When we pick technologies (languages, compilers, CPUs, computers, routing platforms, databases etc), we need ones that are able to deal with the size or scale of our problem. Now, what is this scale? And does it matter?
If you picked it wrong, you will find out. If you pick an operating system, open a million files, and find that the kernel bogs down because it has lots of linear searches over open file descriptors, you know the designers of the operating system weren't thinking of your use case. And perhaps in this specific example, you could work around the issue (you don't actually _need_ a million open files at once), but you'll be guaranteed to run into other linear walks. They just weren't thinking at your scale.

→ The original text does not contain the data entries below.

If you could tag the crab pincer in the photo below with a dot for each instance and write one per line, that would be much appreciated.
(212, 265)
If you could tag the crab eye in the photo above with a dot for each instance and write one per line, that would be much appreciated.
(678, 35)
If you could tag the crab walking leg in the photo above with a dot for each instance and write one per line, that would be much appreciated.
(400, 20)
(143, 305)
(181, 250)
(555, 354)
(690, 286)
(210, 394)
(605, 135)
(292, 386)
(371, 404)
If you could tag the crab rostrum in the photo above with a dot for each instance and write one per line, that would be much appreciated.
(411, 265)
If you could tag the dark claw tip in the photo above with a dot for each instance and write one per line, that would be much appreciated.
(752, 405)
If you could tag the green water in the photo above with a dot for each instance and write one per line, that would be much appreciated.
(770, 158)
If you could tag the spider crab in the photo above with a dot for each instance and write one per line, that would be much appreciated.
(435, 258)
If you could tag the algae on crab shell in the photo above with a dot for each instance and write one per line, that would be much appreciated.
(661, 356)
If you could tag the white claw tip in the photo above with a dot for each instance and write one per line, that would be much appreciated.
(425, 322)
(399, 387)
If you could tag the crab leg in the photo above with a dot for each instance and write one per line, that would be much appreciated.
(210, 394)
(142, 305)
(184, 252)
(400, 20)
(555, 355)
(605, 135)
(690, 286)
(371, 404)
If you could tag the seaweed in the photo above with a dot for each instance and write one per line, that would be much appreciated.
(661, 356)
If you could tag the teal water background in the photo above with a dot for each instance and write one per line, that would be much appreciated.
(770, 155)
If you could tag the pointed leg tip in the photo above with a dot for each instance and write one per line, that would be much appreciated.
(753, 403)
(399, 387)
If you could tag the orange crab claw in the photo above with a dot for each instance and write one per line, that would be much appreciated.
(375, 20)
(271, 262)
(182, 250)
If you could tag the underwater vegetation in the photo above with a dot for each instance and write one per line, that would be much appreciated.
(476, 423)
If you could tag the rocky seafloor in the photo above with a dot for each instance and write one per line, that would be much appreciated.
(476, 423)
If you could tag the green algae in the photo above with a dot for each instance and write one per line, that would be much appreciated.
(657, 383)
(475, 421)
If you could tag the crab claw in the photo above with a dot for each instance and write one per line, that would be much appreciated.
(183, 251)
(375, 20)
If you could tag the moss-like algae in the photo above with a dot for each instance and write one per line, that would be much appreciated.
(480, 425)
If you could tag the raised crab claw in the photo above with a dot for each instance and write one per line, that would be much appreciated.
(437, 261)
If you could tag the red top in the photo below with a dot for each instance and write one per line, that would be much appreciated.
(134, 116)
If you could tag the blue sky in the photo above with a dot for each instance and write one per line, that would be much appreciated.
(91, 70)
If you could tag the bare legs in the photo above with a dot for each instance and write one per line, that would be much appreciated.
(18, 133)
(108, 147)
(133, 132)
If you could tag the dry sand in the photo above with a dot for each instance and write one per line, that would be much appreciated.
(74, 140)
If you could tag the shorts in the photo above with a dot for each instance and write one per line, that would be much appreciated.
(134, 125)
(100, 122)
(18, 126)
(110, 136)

So what determines the 'natural scale' for which a technology is suited? Mostly, this turns out to be in all the individual parts that break when scaling to larger volumes, larger data rates, larger change rates etc. And to scale up a technology, you need to address all these individual squeaking parts, of which there might be many.
If you settled on something that scales to 'X', and then your use grows to '10X', you might find yourself being held back by a myriad small things that slow you down. And this will not change quickly - you picked your infrastructure as, well, infrastructure. It is there. It is a given. It will change, but only on multi-year timescales. So it matters, since now you'll be toast for years to come. Pick correctly!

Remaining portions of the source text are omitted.